A purge at the highest ranks of China’s missile forces

Politics & Current Affairs

Unexplained personnel changes at the People's Liberation Army Rocket Force seem to confirm rumors of a purge of corrupt generals.

Xi Jinping and his new generals. Source: Xinhua.

Two missing generals who had commanded China’s missile forces have been replaced, fanning suspicions of the largest purge at the top echelons of the country’s military in a decade.

General Lǐ Yùchāo 李玉超, who headed the People’s Liberation Army Rocket Force (PLARF), and his deputy General Liú Guāngbīn 刘光斌 had disappeared from public view several months ago. State media reported yesterday that Wáng Hòubīn 王厚斌, deputy commander of the PLA Navy since 2020, will take Li’s position, while air force officer and party central committee member Xú Xīshèng 徐西盛 will become the Rocket Force’s new political commissar.

 

What’s going on behind the scenes?

We asked Neil Thomas, Fellow for Chinese Politics at Asia Society Policy Institute’s Center for China Analysis, a few questions about the apparent purge:

Who lost their jobs (or disappeared) and who was promoted? What do we know about them?

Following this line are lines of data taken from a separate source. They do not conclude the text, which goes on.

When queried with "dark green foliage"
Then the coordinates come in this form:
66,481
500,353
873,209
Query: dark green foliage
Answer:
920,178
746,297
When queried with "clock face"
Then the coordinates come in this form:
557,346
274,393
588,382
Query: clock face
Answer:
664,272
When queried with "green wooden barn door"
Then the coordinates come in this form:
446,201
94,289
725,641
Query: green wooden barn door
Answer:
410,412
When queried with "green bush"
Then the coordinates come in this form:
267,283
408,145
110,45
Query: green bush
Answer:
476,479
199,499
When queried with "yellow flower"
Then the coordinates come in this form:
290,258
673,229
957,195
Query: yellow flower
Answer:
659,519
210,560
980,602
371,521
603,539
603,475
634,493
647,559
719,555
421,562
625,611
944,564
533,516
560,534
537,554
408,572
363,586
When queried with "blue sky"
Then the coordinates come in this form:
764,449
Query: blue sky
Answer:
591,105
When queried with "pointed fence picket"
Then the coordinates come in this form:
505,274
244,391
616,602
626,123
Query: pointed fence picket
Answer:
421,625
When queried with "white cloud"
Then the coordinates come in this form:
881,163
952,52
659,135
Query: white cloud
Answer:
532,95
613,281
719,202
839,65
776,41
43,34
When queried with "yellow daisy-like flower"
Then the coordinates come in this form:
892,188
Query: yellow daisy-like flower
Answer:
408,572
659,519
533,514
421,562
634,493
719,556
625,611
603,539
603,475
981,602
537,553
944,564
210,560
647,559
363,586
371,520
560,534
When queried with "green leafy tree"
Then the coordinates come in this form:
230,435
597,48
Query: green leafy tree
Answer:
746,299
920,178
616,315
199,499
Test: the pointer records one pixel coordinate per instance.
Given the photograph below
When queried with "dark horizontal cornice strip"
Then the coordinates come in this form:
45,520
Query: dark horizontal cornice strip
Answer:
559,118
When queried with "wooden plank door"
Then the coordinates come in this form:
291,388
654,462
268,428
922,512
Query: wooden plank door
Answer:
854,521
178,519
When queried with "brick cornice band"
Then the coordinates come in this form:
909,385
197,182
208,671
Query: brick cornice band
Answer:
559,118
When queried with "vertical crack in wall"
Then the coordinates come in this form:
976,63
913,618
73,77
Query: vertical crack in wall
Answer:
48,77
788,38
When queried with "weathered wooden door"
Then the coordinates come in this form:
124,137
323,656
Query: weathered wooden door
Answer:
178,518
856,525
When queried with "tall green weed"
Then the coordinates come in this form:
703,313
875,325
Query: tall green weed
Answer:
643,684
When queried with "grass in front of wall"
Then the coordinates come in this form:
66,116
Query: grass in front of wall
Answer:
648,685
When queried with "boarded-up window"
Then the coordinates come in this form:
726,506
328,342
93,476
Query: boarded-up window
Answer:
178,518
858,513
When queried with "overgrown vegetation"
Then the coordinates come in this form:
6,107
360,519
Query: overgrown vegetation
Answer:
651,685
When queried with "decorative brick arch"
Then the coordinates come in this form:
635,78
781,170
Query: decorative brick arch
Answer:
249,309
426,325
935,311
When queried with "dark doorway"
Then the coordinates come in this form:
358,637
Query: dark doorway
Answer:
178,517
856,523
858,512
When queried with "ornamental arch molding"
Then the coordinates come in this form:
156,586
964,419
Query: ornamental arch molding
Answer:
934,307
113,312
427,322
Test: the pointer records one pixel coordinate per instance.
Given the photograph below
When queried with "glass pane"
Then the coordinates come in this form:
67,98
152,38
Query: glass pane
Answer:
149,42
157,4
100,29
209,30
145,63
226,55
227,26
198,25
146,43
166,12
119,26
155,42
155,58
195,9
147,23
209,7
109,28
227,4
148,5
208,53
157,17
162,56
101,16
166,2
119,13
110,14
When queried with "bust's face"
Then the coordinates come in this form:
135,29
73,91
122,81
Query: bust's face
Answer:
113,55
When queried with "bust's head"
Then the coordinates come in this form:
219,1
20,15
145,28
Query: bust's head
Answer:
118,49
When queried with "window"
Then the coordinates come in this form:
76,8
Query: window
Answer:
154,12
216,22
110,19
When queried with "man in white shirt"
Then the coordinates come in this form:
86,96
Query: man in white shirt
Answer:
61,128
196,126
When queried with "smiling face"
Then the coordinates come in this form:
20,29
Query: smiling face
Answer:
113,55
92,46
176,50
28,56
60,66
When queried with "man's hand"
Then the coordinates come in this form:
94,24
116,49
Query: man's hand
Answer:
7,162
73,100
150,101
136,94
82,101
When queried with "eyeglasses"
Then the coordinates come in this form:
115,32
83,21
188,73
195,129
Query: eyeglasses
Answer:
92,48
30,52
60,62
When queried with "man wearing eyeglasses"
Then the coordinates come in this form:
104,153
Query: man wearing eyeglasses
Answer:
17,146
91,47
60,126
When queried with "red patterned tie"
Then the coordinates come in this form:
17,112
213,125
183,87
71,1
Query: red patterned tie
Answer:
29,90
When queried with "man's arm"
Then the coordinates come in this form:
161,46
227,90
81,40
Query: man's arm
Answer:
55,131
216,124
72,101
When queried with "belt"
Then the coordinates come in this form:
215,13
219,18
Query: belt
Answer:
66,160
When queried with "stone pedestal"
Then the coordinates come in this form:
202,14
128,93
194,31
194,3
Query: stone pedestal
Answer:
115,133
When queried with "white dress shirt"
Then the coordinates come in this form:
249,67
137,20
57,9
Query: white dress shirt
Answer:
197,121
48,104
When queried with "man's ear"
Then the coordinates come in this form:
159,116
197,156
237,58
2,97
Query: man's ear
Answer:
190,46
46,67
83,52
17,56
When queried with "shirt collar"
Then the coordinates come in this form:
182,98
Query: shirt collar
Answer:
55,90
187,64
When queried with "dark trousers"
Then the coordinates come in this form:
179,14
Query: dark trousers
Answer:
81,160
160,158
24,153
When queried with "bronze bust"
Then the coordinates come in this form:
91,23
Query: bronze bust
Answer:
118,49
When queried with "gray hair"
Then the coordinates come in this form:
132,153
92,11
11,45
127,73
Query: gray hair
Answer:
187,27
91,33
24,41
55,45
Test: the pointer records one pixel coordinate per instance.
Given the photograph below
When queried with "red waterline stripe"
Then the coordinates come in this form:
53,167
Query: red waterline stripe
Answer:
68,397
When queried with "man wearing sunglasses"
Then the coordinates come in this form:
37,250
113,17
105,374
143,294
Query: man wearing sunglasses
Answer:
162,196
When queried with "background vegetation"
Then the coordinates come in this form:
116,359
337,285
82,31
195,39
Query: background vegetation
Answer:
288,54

We know that Wang Houbin and Xu Xisheng are respectively the new commander and political commissar of the PLARF. What’s unusual is that both PLARF leaders — the commander, who oversees military operations, and the political commissar, who oversees political discipline and ideological instruction — were replaced at the same time. And that neither Wang nor Xu appears to have any background in the PLARF. Wang spent his career in the PLA Navy, and is the first outsider to serve as PLARF commander since at least 1982, according to the political scientist Taylor Fravel. Xu comes to the PLARF from the PLA Air Force.

We also know that Wang’s predecessor Li Yuchao has not made a public appearance in several weeks and has been absent from recent promotion ceremonies that he would normally be expected to attend. It also appears that Li’s former deputies Liu Guangbin and Zhāng Zhènzhōng 张振中 are missing from their regular duties. Former PLARF deputy commander Wú Guóhuá 吴国华 died in Beijing on July 4, but news of his demise mysteriously did not appear in the mainland media until July 27.

Can you explain why you see this as evidence of a purge?

We will only know for sure what is happening when the Communist Party decides to announce something, but this personnel reshuffle seems consistent with widespread rumors in Beijing that Xi has approved a corruption investigation against senior PLARF leaders.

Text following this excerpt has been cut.